Toga çorbası, daha zahmetliydi. Nohut ve buğdayın haşlanması
gerekiyordu önce. Haşlanmış, nohut ve buğdayın içine, un, süt ve yoğurttan
oluşan mayi suyla iyice ezilir, içinde topaklık kalmamasına dikkat edilirdi. Bu
mayi yavaş yavaş, karıştıra karıştıra nohut ve buğdaya yedirilirdi ve unun
topaklanmaması için karıştırmaya devam edilirdi bir süre. Annem, daha sonra
özleşen çorbanın içine kocaman bir dal kekik koyardı. Kekik kokusu ocaklıktan
bütün mutfağa doğru yayılırdı. Artık,
geriye yağlanması kalırdı. Eskiden tava denilmezdi. Uzun saplı, demir
dığanlar olurdu çeşitli boylarda. Küçük bir dığanda erittiği tereyağını
çorbanın üzerine döker, karıştırırdı. Bir gün sonra daha da özleşen toga
çorbası daha bir lezzetli olurdu sanki.
Kış hazırlıklarından biri de tarhana yapmaktı. Tarhana
genellikle sonbaharda yapılır, şimdilerde de. Tarhananın çeşitli türleri olur,
Annem daha çok nohut ve undan oluşan bir tarhana yapardı. Nohut ve un
değirmende öğütülürdü. İç malzemesi daha da önemliydi. Ekonomik durum da burada
önemli bir rol oynardı. Parça et, boyun eti daha çok, kocaman bir kazanda
kaynatılır, iyice piştikten sonra tencereden çıkarılır ve büyük bir sinide ince
lif gibi didilirdi. Kazandaki et suyunun içine ise, domates, yeşil ve kırmızı
biber, kuru soğan, sarmısak doğranır, nane, isteğe göre baharatlar ve salça eklenerek iyice pişirilirdi. Erime
noktasına geldiğinde didilen et de eklenir, bir taşım daha kaynatılır ve
soğumaya bırakılırdı. Diğer yandan hamur leğenine koyulan nohut ve buğday unu
harmanlanır ve içine tuz eklenirdi. Yoğurt ve soğuyan karışımla yoğurulur ve hamur haline
getirilirdi.

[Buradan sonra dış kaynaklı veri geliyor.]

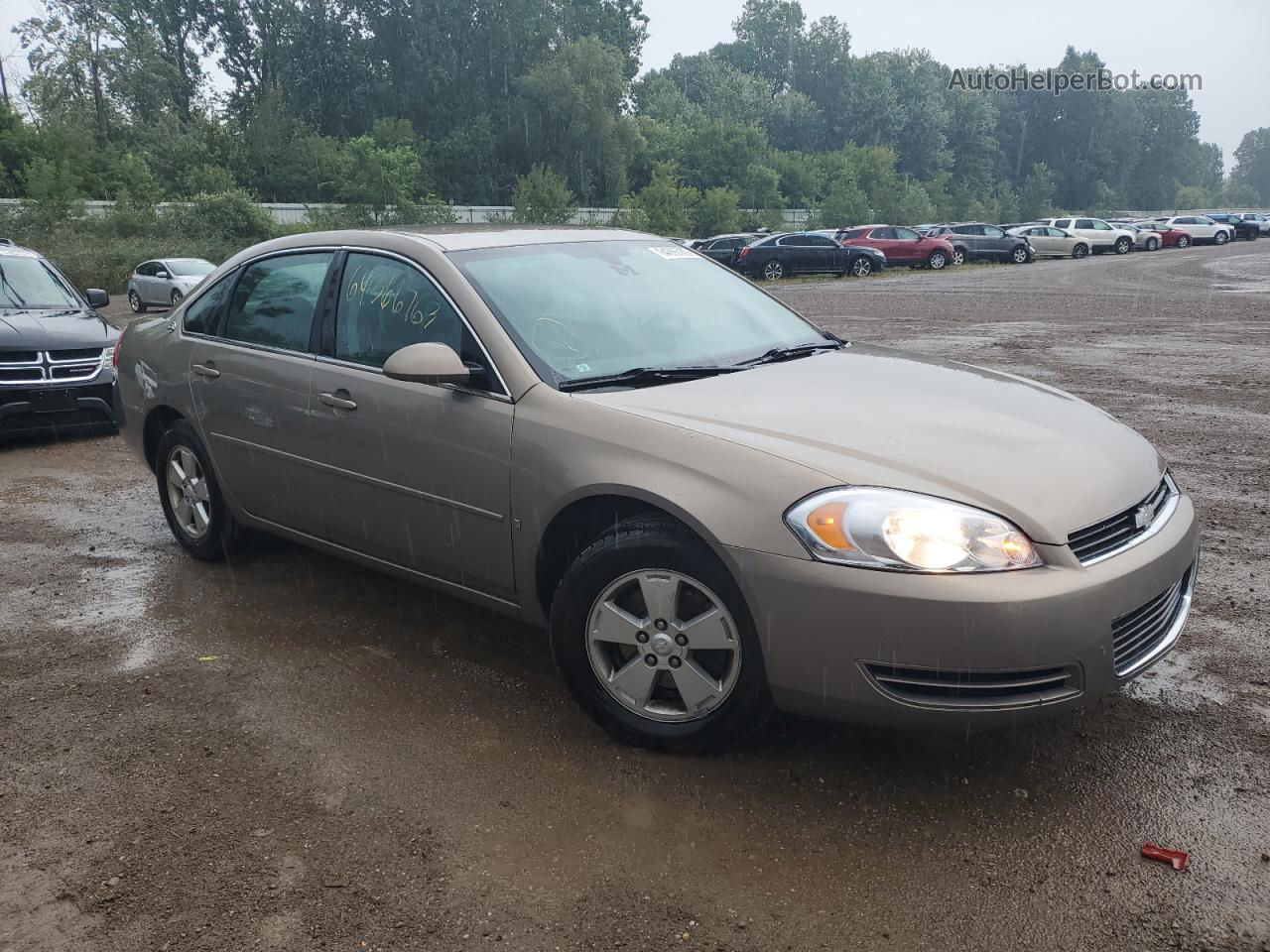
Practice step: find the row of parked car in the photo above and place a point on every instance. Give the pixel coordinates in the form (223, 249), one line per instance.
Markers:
(865, 249)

Hamurun birkaç gün mayalanması beklenirdi. Daha sonra evin içine
veya bir dam başına serilen temiz bir sofra bezinin üzerine serilerek bir iki
gün kuruması beklenirdi. Ufalanıp, toz haline gelebilmesi için çok da
kurumaması gerekiyordu, bunun için özenle takip etmek gerekirdi. Kıvamına
geldiğinde avuç içinde ezilir ve toz haline getirilerek tarhana yapılır ve yine
temiz torbalara doldurulurdu.
Tarhana çorbasını nohutlu yapardı annem. Tencereye tereyağı koyar, üzerine kırmızı toz
biber, arkasından salça ekler, biraz kavurduktan sonra suyunu eklerdi. Öte
yandan, geniş bir tasta tarhanayı suyla
özleştirir, kaynamakta olan suya yavaş yavaş yedirir, yine bir süre
tahta kaşıkla karıştırırdı. Eskiden çorbalar uzun uzun karıştırılırdı özenle.
Nohut da eklerdi sonradan. Bir gün sonrasında tarhana yoğunlaşır ve biraz pelte halini alırdı. İşte
bu tarhananın yeniden yağlanarak yenmesi çok lezzetli olurdu.

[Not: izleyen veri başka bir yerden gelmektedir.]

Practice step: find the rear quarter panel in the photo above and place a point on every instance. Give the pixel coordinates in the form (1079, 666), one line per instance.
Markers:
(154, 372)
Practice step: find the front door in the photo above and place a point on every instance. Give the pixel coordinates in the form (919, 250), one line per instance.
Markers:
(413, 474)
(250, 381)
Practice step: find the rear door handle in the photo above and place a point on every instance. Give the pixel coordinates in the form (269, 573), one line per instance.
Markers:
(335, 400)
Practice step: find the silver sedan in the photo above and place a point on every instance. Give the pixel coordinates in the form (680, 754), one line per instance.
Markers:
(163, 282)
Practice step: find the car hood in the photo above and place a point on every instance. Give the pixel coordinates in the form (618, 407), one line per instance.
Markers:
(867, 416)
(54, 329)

Kış aylarının diğer bir ritüeli arabaşı çorbasıydı. Arabaşı,
mutlaka ya özel bir günde, yılbaşında ya
da başka bir yerden misafir geldiğinde yapılırdı. Annem arabaşı yapmakta
maharetliydi doğrusu. Akşam üzerine doğru, bir tas yemle, evin yakınındaki armut ağacının dibine
tavukları toplardı. Arpa, buğdayı serptikçe tavuklar coşardı, koşuşurdu adeta.
Henüz içlerinden biri tutulup çorba olacağından habersiz yemlerini yerlerdi.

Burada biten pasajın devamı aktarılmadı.